During the process of criminal proceedings, prosecutors are a party to the litigation, and are therefore not fair or impartial participants in the trial.
For this reason, if we were to allow prosecutors to be a party to a case and provide them with an enforceable right to make a disposition, that would not only be unfair and unjust, but would be subject to abuse and overreach.
Therefore, in a modern democracy, a prosecutor should have no enforceable right to make a disposition whatsoever against a defendant.
This legal concept has long been established in Taiwan since the early 1990s, especially among legislators belonging to the Democratic Progressive Party (DPP), who requested a constitutional interpretation on the issue in 1995.
These legislators invited me to be the appraiser of the legal question submitted before the grand justices. As such, I went before the court and strongly advocated that they abolish prosecutors’ right to custody/pretrial detention, the motion of which was subsequently adopted by the grand justices.

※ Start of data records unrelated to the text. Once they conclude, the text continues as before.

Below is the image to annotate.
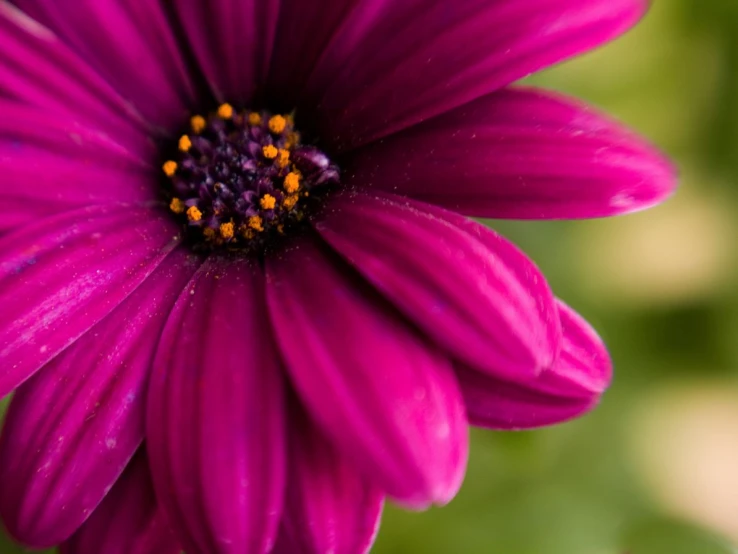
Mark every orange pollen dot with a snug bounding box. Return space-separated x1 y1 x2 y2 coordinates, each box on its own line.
186 206 203 222
203 227 216 240
217 103 234 119
268 115 287 134
248 216 264 232
169 198 185 214
260 194 277 210
248 112 262 126
283 194 299 210
242 228 256 240
285 132 300 149
277 149 290 168
162 160 178 177
190 115 206 134
178 135 192 152
277 224 285 234
284 172 300 193
219 222 235 240
262 145 278 159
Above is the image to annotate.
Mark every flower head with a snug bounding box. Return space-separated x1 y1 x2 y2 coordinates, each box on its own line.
0 1 675 553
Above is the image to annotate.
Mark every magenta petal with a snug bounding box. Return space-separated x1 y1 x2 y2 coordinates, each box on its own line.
0 4 150 148
348 87 676 219
301 0 647 150
0 99 157 232
459 300 612 430
13 0 198 129
267 236 468 508
0 205 180 398
316 192 560 380
147 257 286 554
170 1 279 104
272 403 383 554
0 249 197 547
60 450 180 554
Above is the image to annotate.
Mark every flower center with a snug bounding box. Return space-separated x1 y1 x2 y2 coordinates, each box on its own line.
162 104 340 254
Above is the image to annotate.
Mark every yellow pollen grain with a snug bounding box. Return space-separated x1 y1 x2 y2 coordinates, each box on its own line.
203 227 216 240
283 194 299 210
277 148 290 168
219 222 235 240
285 132 300 149
248 112 262 126
262 144 278 159
186 206 203 222
217 103 234 119
277 224 285 234
190 115 206 134
284 172 300 193
169 198 185 214
162 160 178 177
178 135 192 152
260 194 277 210
268 115 287 134
248 215 264 232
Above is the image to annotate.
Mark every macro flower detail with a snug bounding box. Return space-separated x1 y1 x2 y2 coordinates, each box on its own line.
0 1 675 554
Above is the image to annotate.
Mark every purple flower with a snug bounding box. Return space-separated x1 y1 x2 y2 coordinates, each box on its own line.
0 1 675 553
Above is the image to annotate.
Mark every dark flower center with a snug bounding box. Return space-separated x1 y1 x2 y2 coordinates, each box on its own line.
162 104 340 254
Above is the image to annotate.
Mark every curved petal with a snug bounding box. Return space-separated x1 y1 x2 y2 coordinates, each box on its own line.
347 87 676 219
459 300 612 430
267 235 468 508
0 249 198 548
295 0 647 150
170 1 279 104
60 450 180 554
13 0 198 130
272 401 383 554
0 205 180 399
315 192 560 380
0 3 151 149
147 257 286 554
0 99 157 232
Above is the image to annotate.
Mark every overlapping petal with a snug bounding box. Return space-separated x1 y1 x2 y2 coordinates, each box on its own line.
273 403 383 554
60 450 180 554
147 257 286 554
267 236 468 508
316 192 560 379
293 0 647 150
0 3 150 148
0 205 180 398
347 87 675 219
12 0 198 130
458 300 612 430
0 249 198 547
0 99 157 232
170 0 279 105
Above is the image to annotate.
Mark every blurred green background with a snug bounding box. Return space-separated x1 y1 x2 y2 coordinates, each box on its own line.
4 1 738 553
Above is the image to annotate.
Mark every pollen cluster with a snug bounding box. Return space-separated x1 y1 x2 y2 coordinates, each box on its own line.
163 105 340 253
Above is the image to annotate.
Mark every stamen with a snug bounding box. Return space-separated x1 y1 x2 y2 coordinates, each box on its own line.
248 216 264 232
262 145 278 159
169 198 185 214
217 103 234 119
283 195 299 210
219 222 235 240
260 194 277 210
284 172 300 193
276 148 290 168
162 160 178 177
190 115 206 134
268 115 287 134
178 135 192 152
163 106 340 254
187 206 203 222
248 112 262 126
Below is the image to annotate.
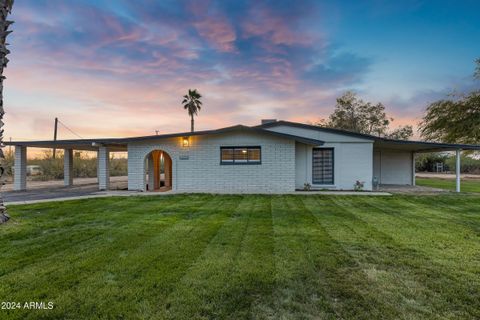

In 1998, another appraiser went before the grand justices and proposed an interpretation for the abolition of prosecutors’ right to searches.
I was asked to comment on the matter, and I submitted an article in which I expounded upon my ideas that, as prosecutors were considered parties to legal cases, they should in no way have any enforceable power to make dispositions.
As a result, not only should prosecutors’ rights to searches be abolished, so too should their right to detain — restraining people’s freedom of movement — otherwise the reform could not be considered complete.
However, as the person who requested the interpretation only specified the prosecutors’ right to search, the interpretation did not broach the issue of the right to detain.
That being the case, this day, the fears I had at the time has come to pass.
When a problem with prosecutors occurs, they fully shift their responsibility to the police and do not reflect on the matter in the least, which is a problem for the nation and the public.
I am well aware that neither the legal world nor prosecutors are fond of outside criticism, but they must know that criticism is the driving force behind progress and without it, there could be no progress.
Huan Tong-shong is a former president of National Chung Hsing University.